Between Circuits and Chomsky: Pre-pretraining on Formal Languages Imparts Linguistic Biases
Pretraining language models on formal language can improve their acquisition of natural language. Which features of the formal language impart an inductive bias that leads to effective transfer? Drawing on insights from linguistics and complexity theory, we hypothesize that effective transfer occurs when two conditions are met: the formal language should capture the dependency structures present in natural language, and it should remain within the computational limitations of the model architecture. We experiment with pre-pretraining (training on formal language before natural languages) on transformers and find that formal languages capturing hierarchical dependencies indeed enable language models to achieve lower loss on natural language and better linguistic generalization compared to other formal languages. We also find modest support for the hypothesis that the formal language should fall within the computational limitations of the architecture. Strikingly, pre-pretraining reduces loss more efficiently than training on a matched amount of natural language. For a 1B-parameter language model trained on roughly 1.6B tokens of natural language, pre-pretraining achieves the same loss and better linguistic generalization with a 33% smaller token budget. Finally, we also give mechanistic evidence of transfer from formal to natural language: attention heads acquired during pre-pretraining remain crucial for the model’s performance on syntactic evaluations.1
A recently-explored approach for increasing data efficiency teaches models useful inductive biases by first training them on formal languages before training on natural language (Papadimitriou and Jurafsky, 2020; Chiang and Lee, 2022; McCoy and Griffiths, 2025). We refer to this paradigm as pre-pretraining. What features of formal languages make transfer to natural language effective? Papadimitriou and Jurafsky (2023) show that within the Chomsky hierarchy, context-sensitive languages transfer best to natural language compared to simpler classes of languages. We expand on their investigation and explore an additional factor: the computational limitations of the language model’s architecture. In particular, transformers—the architecture that underlies most popular language models—cannot learn all context-sensitive languages, both in theory and practice (Strobl et al., 2024;Merrill and Sabharwal, 2023). In fact, within all levels of the Chomsky hierarchy, some languages are harder for transformers to learn than others, and many are impossible for them to learn (Merrill et al., 2023, 2024). Can a formal language give rise to positive transfer even when it cannot be fully learned by a transformer?

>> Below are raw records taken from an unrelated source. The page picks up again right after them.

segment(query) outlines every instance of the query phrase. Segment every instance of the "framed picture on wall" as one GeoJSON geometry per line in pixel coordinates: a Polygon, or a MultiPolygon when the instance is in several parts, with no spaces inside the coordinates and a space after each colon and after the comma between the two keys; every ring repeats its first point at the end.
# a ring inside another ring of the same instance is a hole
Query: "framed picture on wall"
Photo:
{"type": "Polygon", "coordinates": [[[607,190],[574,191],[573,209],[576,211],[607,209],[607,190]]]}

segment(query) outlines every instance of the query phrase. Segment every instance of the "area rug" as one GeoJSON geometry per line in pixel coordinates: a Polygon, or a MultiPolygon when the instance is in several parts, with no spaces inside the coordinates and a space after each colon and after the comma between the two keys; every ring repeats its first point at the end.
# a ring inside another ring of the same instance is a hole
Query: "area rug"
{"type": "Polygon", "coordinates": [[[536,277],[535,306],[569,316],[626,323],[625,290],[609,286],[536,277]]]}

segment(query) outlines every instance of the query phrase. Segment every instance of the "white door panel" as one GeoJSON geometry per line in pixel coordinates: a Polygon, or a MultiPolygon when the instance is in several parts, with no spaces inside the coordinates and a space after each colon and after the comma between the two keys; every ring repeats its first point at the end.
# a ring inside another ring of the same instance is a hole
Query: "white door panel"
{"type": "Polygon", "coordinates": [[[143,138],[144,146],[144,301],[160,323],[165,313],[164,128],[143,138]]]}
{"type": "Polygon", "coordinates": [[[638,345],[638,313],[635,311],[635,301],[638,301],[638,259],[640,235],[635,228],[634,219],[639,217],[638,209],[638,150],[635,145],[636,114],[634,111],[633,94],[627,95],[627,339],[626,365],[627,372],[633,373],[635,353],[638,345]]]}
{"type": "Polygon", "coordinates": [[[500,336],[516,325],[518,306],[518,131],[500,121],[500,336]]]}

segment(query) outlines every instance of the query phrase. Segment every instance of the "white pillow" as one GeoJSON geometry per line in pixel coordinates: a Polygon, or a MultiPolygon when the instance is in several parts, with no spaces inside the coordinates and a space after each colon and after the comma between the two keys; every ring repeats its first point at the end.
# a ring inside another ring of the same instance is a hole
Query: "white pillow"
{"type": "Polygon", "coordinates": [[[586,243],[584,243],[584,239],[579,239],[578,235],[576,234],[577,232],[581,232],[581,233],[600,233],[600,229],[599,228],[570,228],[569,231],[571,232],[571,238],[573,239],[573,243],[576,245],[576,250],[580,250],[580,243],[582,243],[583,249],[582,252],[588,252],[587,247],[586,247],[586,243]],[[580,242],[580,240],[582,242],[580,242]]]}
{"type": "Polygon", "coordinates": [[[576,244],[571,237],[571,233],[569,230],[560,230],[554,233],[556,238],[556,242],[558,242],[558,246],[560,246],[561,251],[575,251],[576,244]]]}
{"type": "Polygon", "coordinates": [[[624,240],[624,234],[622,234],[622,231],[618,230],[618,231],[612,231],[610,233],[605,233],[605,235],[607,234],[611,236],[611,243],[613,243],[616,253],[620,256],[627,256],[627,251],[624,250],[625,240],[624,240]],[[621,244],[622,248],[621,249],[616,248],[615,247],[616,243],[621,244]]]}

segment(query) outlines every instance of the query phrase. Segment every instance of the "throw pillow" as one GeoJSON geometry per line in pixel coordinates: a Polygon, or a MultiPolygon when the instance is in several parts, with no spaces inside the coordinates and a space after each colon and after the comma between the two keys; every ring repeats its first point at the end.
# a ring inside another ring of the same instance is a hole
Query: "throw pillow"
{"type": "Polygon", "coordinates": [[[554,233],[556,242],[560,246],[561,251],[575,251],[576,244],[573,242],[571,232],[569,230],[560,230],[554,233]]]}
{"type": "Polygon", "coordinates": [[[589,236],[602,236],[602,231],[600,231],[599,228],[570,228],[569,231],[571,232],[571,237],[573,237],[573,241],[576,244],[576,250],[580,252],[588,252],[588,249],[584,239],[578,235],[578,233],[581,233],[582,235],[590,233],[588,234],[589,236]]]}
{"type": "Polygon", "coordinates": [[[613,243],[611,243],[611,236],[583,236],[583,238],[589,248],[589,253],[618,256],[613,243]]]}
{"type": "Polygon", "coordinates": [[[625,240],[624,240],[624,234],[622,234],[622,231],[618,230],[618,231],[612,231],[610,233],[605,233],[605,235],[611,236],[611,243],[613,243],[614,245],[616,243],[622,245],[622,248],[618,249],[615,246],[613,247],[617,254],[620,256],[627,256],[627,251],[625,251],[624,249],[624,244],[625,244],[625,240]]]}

aIn this work, we hypothesize that optimal transfer from formal to natural language in transformer language models occurs at the intersection of two theoretical hierarchies: the Chomsky hierarchy of formal languages and the circuit complexity hierarchy that bounds transformer computational power (see §3). Specifically, we hypothesize that effective pre-pretraining languages should be: 1. expressive enough to capture hierarchical natural language dependencies, and 2. learnable by transformers in a way that generalizes to longer strings than observed in training. To satisfy the second condition, we define our formal languages in C-RASP (Yang and Chiang, 2024), a restricted programming language whose functions allow transformers to exhibit length generalization (Huang et al., 2025).
Our empirical results support the first part of the hypothesis and provide some support for the second part (§4). Pre-pretraining on languages with hierarchical dependencies outperforms prepretraining on any of the other formal languages that we tested—in fact, it outperforms pre-pretraining on a matched amount of natural language. Of the formal languages with hierarchical dependencies, those that are definable in C-RASP generally achieve equal or better performance, but they are only clearly superior on some of the tasks we evaluated.
Next, we show that when positive transfer occurs, the model reuses attention heads it learned during pre-pretraining, suggesting that mechanisms from pre-pretraining transfer to natural language (§5). Finally, we scale up our experiments to a 1B-parameter language model, and show that in pre-pretraining is effective in that size as well, increasing token efficiency by 33% (§6). Overall, we conclude that formal language pre-pretraining is an effective way to improve generalization and data efficiency.